I am currently taking a class on module theory, and we recently defined a free $R$-module (over some fixed ring $R$) as follows:
An $R$-module $F$ is free if there exists a set $S\subseteq F$ such that $S$ is both linearly independent and a generating set for $F$. We call such an $S$ a basis for $F$.
We proved shortly after that, given a set $S$, we can construct a free $R$-module $F(S)$ with basis elements that are in one-to-one correspondence with the elements of $S$ as such: $$F(S)=\bigoplus_{s\in S}R_s$$
where $R_s$ is the ring $R$ considered as a left $R$-module over itself.
The $R_s$ notation confuses me - does it mean that we are taking as many copies of $R$ as there are elements in $S$, and direct summing them?
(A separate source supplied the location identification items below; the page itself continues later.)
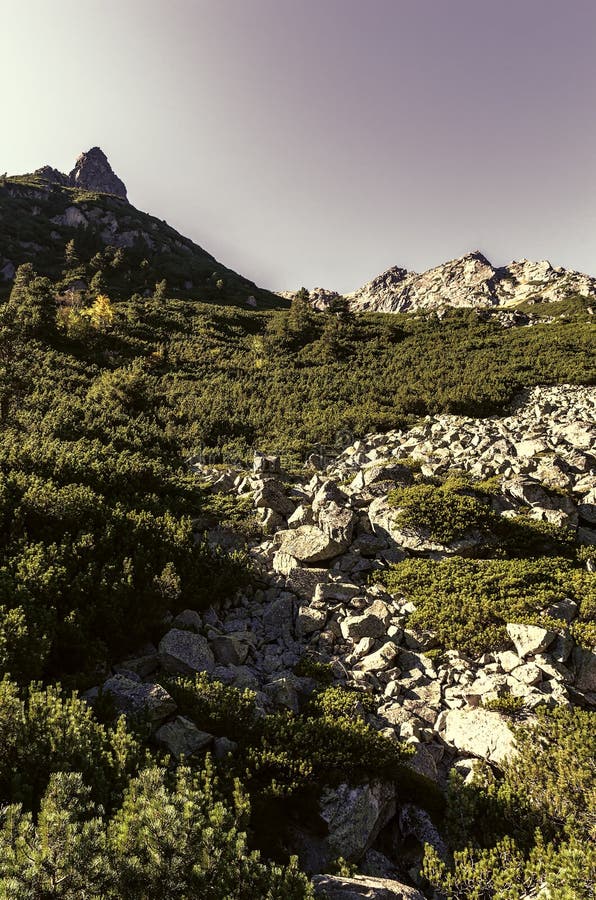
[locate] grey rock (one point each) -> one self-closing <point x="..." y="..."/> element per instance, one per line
<point x="93" y="172"/>
<point x="356" y="815"/>
<point x="584" y="662"/>
<point x="363" y="887"/>
<point x="181" y="737"/>
<point x="309" y="544"/>
<point x="481" y="732"/>
<point x="134" y="698"/>
<point x="278" y="618"/>
<point x="530" y="639"/>
<point x="380" y="660"/>
<point x="309" y="620"/>
<point x="185" y="652"/>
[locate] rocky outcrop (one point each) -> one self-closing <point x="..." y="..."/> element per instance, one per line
<point x="93" y="172"/>
<point x="313" y="598"/>
<point x="469" y="281"/>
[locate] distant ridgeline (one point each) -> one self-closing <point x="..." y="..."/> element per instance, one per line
<point x="80" y="230"/>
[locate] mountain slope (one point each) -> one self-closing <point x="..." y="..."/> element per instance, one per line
<point x="469" y="281"/>
<point x="73" y="235"/>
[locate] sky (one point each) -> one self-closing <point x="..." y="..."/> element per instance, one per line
<point x="319" y="142"/>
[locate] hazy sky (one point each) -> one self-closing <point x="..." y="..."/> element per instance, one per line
<point x="319" y="142"/>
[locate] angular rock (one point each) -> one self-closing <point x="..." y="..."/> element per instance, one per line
<point x="93" y="172"/>
<point x="181" y="737"/>
<point x="584" y="662"/>
<point x="365" y="626"/>
<point x="363" y="887"/>
<point x="380" y="660"/>
<point x="185" y="652"/>
<point x="530" y="639"/>
<point x="309" y="620"/>
<point x="278" y="618"/>
<point x="356" y="815"/>
<point x="481" y="732"/>
<point x="135" y="698"/>
<point x="309" y="544"/>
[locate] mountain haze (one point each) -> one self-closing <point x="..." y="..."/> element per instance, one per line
<point x="469" y="281"/>
<point x="42" y="213"/>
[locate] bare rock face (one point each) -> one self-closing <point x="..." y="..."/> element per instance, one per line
<point x="93" y="172"/>
<point x="470" y="281"/>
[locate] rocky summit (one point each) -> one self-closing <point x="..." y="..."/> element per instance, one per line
<point x="295" y="603"/>
<point x="469" y="281"/>
<point x="92" y="172"/>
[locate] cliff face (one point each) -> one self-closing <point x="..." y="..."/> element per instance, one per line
<point x="92" y="172"/>
<point x="470" y="281"/>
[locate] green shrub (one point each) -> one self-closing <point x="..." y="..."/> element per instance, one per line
<point x="466" y="603"/>
<point x="214" y="707"/>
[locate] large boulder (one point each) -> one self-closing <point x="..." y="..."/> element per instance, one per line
<point x="481" y="732"/>
<point x="378" y="472"/>
<point x="136" y="699"/>
<point x="181" y="737"/>
<point x="278" y="618"/>
<point x="584" y="661"/>
<point x="356" y="815"/>
<point x="269" y="494"/>
<point x="186" y="652"/>
<point x="381" y="659"/>
<point x="93" y="172"/>
<point x="309" y="544"/>
<point x="338" y="522"/>
<point x="363" y="887"/>
<point x="367" y="625"/>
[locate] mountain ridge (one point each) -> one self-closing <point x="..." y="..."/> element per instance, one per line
<point x="72" y="227"/>
<point x="469" y="281"/>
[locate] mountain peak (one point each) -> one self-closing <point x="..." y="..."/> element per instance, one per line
<point x="93" y="172"/>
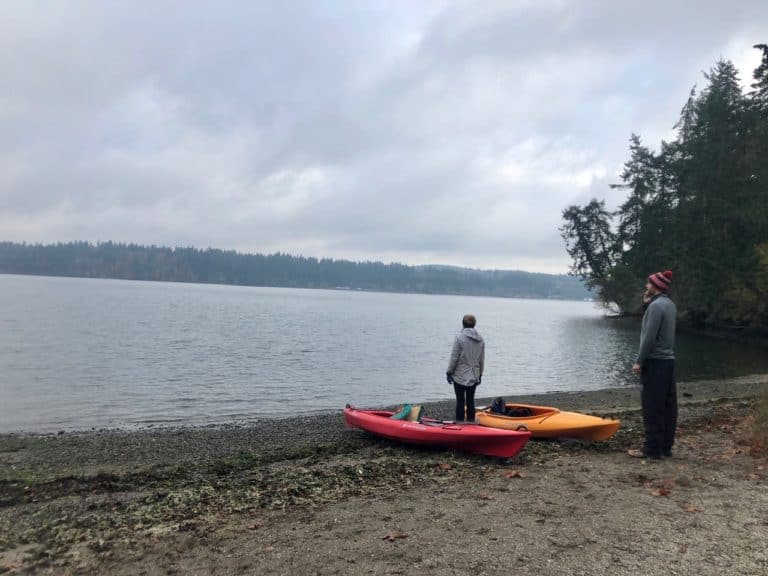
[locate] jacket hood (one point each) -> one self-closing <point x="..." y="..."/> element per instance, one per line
<point x="472" y="333"/>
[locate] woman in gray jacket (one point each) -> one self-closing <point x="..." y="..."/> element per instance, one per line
<point x="465" y="368"/>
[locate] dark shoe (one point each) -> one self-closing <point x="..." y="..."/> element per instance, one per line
<point x="637" y="453"/>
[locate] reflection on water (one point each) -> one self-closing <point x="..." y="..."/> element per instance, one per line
<point x="78" y="353"/>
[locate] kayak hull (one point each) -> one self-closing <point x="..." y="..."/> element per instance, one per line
<point x="468" y="437"/>
<point x="548" y="422"/>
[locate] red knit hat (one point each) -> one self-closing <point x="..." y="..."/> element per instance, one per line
<point x="661" y="280"/>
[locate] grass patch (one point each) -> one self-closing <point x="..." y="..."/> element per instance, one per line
<point x="760" y="427"/>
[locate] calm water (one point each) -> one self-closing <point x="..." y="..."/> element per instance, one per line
<point x="78" y="353"/>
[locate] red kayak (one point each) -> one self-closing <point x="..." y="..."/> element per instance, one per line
<point x="459" y="435"/>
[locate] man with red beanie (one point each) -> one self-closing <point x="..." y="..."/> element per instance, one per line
<point x="655" y="363"/>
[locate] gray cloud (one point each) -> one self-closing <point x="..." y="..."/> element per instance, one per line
<point x="421" y="132"/>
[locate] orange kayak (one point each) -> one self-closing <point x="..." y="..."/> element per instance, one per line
<point x="548" y="422"/>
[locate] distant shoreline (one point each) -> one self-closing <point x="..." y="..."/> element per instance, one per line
<point x="600" y="401"/>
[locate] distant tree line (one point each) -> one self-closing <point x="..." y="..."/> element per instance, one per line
<point x="698" y="206"/>
<point x="135" y="262"/>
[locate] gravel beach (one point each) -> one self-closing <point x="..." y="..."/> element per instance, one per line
<point x="305" y="495"/>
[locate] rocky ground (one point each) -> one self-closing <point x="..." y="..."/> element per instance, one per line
<point x="308" y="496"/>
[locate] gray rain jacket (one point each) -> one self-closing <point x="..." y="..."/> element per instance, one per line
<point x="467" y="357"/>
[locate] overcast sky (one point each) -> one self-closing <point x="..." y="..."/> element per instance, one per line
<point x="414" y="131"/>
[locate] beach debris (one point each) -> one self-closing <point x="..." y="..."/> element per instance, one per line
<point x="509" y="474"/>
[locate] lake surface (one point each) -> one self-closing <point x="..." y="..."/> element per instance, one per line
<point x="82" y="353"/>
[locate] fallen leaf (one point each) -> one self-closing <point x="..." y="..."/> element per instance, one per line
<point x="392" y="536"/>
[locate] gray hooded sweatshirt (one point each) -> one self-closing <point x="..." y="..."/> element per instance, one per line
<point x="657" y="335"/>
<point x="467" y="357"/>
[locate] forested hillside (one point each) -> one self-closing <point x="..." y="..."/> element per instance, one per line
<point x="129" y="261"/>
<point x="698" y="206"/>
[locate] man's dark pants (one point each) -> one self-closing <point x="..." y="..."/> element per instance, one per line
<point x="659" y="401"/>
<point x="465" y="395"/>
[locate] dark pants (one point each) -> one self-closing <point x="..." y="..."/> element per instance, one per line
<point x="659" y="401"/>
<point x="465" y="395"/>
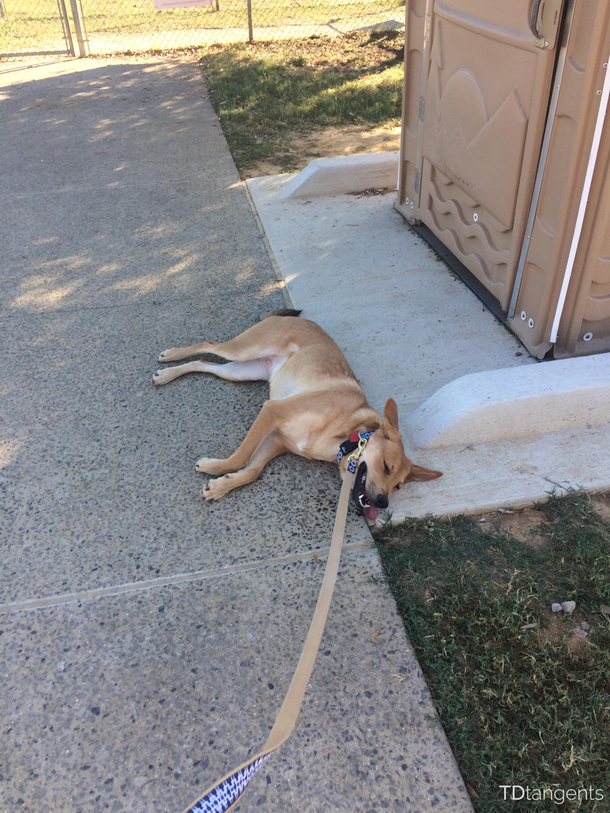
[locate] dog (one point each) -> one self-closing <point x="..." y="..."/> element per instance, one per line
<point x="315" y="403"/>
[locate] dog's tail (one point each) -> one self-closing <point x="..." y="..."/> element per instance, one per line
<point x="285" y="312"/>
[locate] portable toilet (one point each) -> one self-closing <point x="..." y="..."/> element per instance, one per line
<point x="505" y="159"/>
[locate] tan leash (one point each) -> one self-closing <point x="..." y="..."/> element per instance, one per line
<point x="224" y="794"/>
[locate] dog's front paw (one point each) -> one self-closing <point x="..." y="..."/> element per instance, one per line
<point x="169" y="355"/>
<point x="210" y="465"/>
<point x="216" y="489"/>
<point x="163" y="376"/>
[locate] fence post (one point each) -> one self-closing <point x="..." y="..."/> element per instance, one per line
<point x="65" y="24"/>
<point x="250" y="27"/>
<point x="83" y="49"/>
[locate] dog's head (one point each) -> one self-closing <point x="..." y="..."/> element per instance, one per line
<point x="384" y="467"/>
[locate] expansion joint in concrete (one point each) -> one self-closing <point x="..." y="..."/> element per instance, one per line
<point x="167" y="581"/>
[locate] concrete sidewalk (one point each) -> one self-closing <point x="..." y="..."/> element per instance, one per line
<point x="148" y="638"/>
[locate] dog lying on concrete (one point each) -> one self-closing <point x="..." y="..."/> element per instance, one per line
<point x="315" y="404"/>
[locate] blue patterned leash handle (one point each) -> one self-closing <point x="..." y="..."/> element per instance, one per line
<point x="224" y="794"/>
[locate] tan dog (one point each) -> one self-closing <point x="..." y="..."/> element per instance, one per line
<point x="315" y="404"/>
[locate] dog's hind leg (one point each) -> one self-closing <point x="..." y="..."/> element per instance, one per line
<point x="263" y="339"/>
<point x="254" y="370"/>
<point x="267" y="419"/>
<point x="271" y="446"/>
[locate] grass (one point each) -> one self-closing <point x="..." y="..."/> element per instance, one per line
<point x="520" y="707"/>
<point x="267" y="93"/>
<point x="31" y="25"/>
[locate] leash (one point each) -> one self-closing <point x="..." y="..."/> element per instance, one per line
<point x="221" y="796"/>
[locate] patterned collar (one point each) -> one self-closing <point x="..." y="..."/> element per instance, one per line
<point x="355" y="443"/>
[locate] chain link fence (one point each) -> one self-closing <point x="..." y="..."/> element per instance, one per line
<point x="35" y="27"/>
<point x="117" y="26"/>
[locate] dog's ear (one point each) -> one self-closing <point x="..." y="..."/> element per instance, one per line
<point x="390" y="416"/>
<point x="419" y="473"/>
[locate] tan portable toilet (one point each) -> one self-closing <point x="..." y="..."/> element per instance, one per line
<point x="505" y="159"/>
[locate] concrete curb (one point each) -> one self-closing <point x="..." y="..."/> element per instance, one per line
<point x="514" y="403"/>
<point x="345" y="174"/>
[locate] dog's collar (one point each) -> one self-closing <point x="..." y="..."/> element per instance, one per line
<point x="353" y="446"/>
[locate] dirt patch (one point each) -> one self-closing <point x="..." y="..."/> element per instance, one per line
<point x="520" y="524"/>
<point x="330" y="142"/>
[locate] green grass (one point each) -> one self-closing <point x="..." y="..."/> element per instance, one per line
<point x="520" y="707"/>
<point x="267" y="93"/>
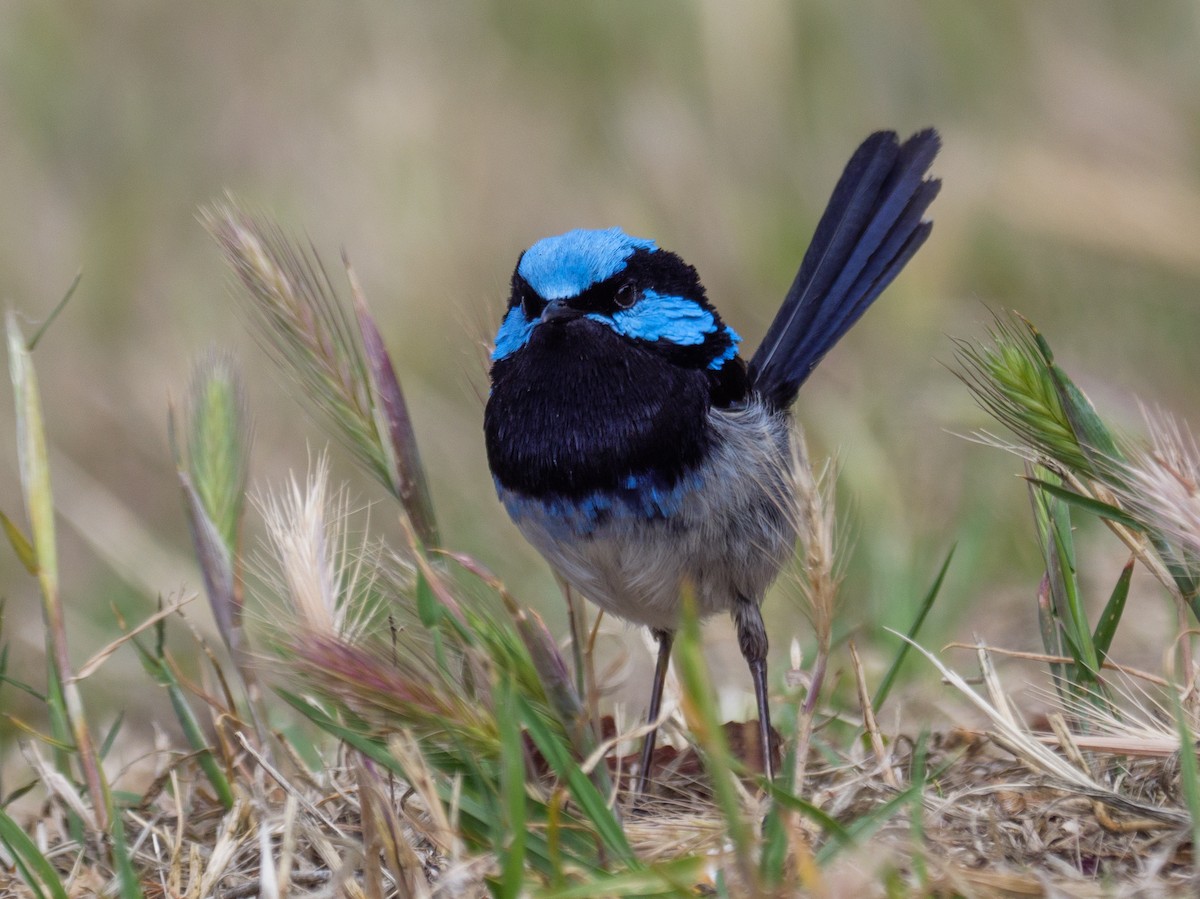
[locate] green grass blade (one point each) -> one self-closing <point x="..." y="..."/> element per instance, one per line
<point x="593" y="805"/>
<point x="36" y="870"/>
<point x="21" y="544"/>
<point x="126" y="875"/>
<point x="1090" y="504"/>
<point x="829" y="825"/>
<point x="927" y="604"/>
<point x="193" y="732"/>
<point x="865" y="825"/>
<point x="1110" y="618"/>
<point x="676" y="877"/>
<point x="513" y="789"/>
<point x="700" y="701"/>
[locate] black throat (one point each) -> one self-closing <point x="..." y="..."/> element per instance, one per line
<point x="580" y="409"/>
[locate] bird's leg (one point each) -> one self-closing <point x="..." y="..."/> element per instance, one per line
<point x="665" y="639"/>
<point x="753" y="642"/>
As a simple-minded example, then, if I want a free $R$-module with basis $S=\lbrace s_1,...,s_n \rbrace$, then I should let $F(S)=R\oplus R\oplus ...\oplus R$, where there are $n$ factors of $R$?
This seems like $F(S)$ will be fairly complicated if $S$ is a sufficiently nasty set (although that is more of an observation than a strike against the result).
What you say is correct. About your last sentence, notice that what really matters for $F(S)$ is just the cardinality of $S$, not how $S$ is defined concretely.